Otro tema común en estas columnas ha sido la crítica a nuestra actitud como “pueblo” o “masa crítica” (o acrítica según sea el caso), pero nunca he tenido el afán de denostar, mucho menos de hacer una apología imposible sobre los fallos del presidente y su equipo, sino tratar de hacer consciencia, sobre que nosotros, los que tenemos la dicha de tener los recursos económicos o informáticos para conocer de estos temas, aprovechemos nuestra fuerza de manera correcta, discutiendo sobre los temas verdaderamente relevantes.
Uno de los tópicos de la semana fue el famoso “calcetagate”, lo cual es normal que indigne en un momento crítico del país (¿y cuál no?) pero que obedece, también hay que reconocerlo, a nuestra propia demanda social sobre el tema. ¿Importa el tema lo suficiente para que el presidente lo ponga en la mesa, para que lo aclare?: no. ¿Importa el tema lo suficiente para ponerlo, de inicio, en el debate público?: tampoco. Nosotros mismos hemos generado una indignación y repulsión a la figura presidencial que se replica ante el mínimo pretexto: que una empresa rompa relación con una reportera, que el presidente pronuncie mal el inglés, que haya balaceras con bajas civiles, que no haya leído tres libros, que se le caiga la rebanada del pastel, que desaparezcan 43 estudiantes o que porte sus calcetas aparentemente al revés.
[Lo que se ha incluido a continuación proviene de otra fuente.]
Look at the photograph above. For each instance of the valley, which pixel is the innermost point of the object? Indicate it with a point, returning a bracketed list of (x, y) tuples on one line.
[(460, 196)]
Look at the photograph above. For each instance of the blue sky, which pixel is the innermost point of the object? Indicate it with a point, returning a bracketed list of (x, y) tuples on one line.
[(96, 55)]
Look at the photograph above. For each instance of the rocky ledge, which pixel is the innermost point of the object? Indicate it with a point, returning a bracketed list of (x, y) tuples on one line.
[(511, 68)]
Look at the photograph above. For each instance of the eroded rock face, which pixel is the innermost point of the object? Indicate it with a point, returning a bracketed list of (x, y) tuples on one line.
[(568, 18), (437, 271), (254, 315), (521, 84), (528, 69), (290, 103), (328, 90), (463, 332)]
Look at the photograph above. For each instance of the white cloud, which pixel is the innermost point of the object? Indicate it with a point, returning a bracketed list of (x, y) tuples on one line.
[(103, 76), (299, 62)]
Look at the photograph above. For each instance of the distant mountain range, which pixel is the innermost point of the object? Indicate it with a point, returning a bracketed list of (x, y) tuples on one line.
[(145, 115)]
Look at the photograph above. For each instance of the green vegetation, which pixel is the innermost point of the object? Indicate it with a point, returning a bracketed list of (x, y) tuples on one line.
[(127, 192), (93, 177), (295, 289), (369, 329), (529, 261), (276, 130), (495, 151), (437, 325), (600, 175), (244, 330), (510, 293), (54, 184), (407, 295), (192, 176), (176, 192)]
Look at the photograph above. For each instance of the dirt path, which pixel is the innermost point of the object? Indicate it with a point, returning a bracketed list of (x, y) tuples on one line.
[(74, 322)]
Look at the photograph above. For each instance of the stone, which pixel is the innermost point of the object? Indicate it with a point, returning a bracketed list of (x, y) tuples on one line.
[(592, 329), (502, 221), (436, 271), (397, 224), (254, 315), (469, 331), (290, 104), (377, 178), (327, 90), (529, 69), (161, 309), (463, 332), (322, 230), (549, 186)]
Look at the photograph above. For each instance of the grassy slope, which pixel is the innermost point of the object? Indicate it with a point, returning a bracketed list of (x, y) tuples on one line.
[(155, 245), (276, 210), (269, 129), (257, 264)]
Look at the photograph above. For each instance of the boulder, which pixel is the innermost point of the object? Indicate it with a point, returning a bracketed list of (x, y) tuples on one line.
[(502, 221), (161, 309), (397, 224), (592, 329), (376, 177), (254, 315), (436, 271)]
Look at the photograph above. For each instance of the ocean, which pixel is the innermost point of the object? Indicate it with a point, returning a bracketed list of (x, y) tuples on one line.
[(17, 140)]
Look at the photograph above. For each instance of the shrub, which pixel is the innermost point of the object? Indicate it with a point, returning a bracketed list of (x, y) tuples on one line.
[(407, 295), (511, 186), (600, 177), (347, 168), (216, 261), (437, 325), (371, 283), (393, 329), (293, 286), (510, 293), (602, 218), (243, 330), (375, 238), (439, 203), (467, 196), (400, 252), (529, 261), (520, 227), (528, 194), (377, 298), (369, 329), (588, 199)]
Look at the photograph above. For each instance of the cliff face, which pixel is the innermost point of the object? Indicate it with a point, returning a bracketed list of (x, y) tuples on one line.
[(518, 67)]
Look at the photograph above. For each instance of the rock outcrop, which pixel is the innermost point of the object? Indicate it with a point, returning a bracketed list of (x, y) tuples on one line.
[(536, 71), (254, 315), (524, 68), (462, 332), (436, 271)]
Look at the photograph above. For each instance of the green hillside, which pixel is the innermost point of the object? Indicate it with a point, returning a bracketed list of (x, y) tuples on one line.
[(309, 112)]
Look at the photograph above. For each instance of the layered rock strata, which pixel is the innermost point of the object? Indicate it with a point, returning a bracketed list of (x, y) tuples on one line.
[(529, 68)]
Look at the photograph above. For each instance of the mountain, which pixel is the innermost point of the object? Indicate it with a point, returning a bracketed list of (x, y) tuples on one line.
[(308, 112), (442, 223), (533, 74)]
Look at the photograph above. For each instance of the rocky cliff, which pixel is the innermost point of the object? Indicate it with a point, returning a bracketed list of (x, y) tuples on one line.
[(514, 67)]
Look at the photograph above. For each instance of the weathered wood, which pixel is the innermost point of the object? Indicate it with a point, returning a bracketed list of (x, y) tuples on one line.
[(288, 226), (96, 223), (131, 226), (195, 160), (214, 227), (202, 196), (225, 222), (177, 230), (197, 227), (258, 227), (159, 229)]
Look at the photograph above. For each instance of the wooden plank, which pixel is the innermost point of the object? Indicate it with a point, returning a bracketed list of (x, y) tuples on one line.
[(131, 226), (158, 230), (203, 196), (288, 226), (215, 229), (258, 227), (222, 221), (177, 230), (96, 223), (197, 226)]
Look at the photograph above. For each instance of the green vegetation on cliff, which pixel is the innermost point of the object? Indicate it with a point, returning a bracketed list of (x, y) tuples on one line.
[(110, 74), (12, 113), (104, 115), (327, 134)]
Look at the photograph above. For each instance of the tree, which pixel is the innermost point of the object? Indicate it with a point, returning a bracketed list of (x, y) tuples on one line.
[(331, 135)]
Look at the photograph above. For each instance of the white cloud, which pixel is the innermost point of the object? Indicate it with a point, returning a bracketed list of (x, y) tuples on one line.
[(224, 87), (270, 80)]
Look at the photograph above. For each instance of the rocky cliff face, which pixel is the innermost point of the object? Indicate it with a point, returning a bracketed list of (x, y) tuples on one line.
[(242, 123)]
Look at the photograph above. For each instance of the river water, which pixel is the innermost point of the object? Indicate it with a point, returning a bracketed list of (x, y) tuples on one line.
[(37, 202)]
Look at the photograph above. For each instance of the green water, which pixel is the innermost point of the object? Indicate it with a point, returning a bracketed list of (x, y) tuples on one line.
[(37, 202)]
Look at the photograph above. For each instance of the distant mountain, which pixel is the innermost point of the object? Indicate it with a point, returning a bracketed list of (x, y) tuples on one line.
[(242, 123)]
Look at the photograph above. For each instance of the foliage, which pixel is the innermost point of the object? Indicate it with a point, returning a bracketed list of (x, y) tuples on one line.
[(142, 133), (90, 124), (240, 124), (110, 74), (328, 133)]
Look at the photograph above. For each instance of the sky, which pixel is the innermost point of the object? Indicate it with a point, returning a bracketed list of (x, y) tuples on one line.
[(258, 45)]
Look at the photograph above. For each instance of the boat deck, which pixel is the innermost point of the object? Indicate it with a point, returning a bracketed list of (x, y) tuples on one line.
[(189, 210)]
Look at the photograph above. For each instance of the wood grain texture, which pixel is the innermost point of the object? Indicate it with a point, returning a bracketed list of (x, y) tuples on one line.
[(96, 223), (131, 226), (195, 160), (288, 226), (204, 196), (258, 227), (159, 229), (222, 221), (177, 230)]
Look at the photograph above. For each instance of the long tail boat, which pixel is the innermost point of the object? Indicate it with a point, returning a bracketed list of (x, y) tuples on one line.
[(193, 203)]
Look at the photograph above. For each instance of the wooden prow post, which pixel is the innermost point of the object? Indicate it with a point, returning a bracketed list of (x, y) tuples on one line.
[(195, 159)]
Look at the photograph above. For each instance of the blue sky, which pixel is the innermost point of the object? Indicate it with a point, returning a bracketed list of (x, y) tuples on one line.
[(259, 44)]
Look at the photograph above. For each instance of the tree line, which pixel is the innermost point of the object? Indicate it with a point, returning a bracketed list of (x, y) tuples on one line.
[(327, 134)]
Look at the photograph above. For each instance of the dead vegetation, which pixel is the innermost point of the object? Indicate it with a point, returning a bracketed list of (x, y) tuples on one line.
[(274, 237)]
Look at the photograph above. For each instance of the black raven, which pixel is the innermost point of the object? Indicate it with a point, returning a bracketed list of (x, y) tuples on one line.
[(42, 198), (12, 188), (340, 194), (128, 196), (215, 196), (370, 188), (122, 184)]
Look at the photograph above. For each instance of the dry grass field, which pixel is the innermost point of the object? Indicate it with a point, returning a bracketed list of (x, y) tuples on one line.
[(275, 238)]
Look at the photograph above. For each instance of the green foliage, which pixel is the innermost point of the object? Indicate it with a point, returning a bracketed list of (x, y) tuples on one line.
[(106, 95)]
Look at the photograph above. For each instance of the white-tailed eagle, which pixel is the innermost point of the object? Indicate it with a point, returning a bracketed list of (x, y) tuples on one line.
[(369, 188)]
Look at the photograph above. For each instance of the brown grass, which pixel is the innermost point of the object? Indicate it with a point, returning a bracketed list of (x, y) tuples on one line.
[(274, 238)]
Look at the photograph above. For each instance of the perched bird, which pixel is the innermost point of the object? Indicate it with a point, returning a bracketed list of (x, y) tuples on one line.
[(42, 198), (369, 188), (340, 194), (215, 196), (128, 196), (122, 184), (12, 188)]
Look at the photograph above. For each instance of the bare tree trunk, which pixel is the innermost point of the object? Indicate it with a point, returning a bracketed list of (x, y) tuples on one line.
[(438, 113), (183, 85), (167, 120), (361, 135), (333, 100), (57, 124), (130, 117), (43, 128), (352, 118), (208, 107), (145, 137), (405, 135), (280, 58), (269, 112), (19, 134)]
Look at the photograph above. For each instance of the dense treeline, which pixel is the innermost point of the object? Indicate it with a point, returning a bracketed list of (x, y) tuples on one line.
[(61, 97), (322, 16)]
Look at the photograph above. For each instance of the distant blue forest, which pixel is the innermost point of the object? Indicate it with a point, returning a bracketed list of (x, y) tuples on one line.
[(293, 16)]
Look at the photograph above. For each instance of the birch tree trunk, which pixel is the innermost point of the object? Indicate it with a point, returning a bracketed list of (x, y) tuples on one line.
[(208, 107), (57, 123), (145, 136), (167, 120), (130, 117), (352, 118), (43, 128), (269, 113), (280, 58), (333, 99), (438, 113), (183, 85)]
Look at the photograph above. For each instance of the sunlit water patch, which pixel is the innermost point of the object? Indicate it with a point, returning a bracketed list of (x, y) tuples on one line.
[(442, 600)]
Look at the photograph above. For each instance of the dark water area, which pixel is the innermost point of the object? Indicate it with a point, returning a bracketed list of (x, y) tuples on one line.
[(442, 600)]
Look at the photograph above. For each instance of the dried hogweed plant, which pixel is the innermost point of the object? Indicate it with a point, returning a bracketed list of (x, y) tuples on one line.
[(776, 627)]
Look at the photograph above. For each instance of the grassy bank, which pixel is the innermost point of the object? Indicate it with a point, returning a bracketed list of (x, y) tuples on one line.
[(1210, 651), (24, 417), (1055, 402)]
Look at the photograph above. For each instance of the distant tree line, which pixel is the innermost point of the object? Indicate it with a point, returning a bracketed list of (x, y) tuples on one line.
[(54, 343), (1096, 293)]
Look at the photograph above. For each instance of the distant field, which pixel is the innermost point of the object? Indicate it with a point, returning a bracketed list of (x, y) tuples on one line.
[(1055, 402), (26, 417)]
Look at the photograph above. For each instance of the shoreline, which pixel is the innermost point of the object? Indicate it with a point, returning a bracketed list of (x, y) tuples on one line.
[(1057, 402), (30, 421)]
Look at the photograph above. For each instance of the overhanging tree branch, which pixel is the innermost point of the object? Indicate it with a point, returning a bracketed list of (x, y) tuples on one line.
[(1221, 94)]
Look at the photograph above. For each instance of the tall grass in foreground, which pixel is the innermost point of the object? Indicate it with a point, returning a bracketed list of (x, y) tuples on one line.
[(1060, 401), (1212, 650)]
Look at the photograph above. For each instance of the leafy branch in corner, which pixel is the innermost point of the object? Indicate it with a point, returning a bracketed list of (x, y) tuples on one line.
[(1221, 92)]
Considero importantísimo empezar a sostenernos en los temas capitales y dejar de poner a consideración las nimiedades del tipo ya mencionado, porque entonces puede -y así sucedió- consagrarse el despropósito en la aclaración de lo menos importante. La reformulada actitud del presidente que ahora aclara minucias o se disculpa por habernos tenido inquietos con un tema del cual no tenía -según presume- culpa alguna, como en el asunto de la “casa blanca”, es, según creo, el natural pero lamentable reflejo de lo que exigimos como sociedad. Confundimos temas y prioridades. Hablamos de un equipo de futbol en vez de hablar de una potencial tragedia, o de piropos desmedidos o insultos raciales en vez de hablar únicamente de agresión física. Una de las condiciones mínimas para el diálogo virtuoso es presentar sólo argumentos relevantes, para después poder exigir lo mismo en respuesta. Porque mientras creamos en la democracia también sostenemos que la forma más deseable de solucionar nuestros conflictos de creencias es el diálogo, porque es no sólo la más económica sino también la más incluyente. Pondero que debemos empezar a ignorar las múltiples e insignificantes indignaciones para pasar a lo capital. Silencio o respuestas claras será la única opción que tenga el ejecutivo, cuando dejemos de preguntarnos por sus calcetas.